If daydreams are wrecks of something divine
I’m amazed by the tediousness of mine.
I’m always the power behind throne.
I rescue princes to make my own.

‘And so it goes’, she thought, quoting that American author she could never remember. So it goes, this strange life, where it seems possible for the mind to enter an apartment in 19C København and call up the smell of brilliantined hair, cigar tobacco, and the samovar in the kitchen. This poem Imperia I shall probably never read, she thought, though there is some American poet on a Fulbright intent on translating Claussen’s work into English. In a flash of the mind’s miracle she travels to his tiny office in his Mid-West university, surrounded by the detritus of student tutorials. In blue jeans and cowboys boots Devon Whittall gazes out of his third storey window at the falling snow.
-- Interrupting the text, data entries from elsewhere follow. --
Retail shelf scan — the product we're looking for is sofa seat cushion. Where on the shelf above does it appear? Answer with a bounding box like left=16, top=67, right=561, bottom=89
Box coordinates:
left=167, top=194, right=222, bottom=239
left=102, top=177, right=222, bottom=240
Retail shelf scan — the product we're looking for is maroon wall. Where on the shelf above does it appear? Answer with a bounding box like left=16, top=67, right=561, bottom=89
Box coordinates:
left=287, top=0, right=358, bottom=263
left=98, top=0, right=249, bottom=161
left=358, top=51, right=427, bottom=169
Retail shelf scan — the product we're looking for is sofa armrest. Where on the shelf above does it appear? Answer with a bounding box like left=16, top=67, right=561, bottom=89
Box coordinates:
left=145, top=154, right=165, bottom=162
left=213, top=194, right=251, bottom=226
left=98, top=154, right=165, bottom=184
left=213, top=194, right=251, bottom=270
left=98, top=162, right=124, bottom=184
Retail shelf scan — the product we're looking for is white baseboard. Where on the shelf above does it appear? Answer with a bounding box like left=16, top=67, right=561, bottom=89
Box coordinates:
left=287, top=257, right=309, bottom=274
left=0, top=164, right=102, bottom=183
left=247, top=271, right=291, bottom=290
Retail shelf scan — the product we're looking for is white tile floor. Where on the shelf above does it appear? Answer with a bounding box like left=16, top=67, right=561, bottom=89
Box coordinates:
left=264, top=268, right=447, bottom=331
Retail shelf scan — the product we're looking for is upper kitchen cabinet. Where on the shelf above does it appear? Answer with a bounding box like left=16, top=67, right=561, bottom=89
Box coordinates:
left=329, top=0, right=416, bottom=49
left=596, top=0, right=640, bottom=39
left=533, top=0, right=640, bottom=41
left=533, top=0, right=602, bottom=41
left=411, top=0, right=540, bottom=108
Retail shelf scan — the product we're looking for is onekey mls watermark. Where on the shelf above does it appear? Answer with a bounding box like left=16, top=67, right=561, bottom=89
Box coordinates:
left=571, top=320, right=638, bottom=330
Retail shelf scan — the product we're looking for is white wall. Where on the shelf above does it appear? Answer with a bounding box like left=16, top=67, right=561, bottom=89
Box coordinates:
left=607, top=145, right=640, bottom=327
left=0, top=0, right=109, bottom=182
There is nothing in the world as quiet as snow,
when it gently descends through the air,
muffles your steps
hushes, gently hushes
the voices that speak too loud.
There is nothing in the world of a purity like snow's,
swan's down from the white wings of Heaven,
On your hand a flake
is like dew of tears,
White thoughts quietly tread in dance.
There is nothing in the world that can gentle like snow,
quietly you listen to the silent ringing.
Oh, so fine a sound,
peals of silver bells,
rings within your innermost heart.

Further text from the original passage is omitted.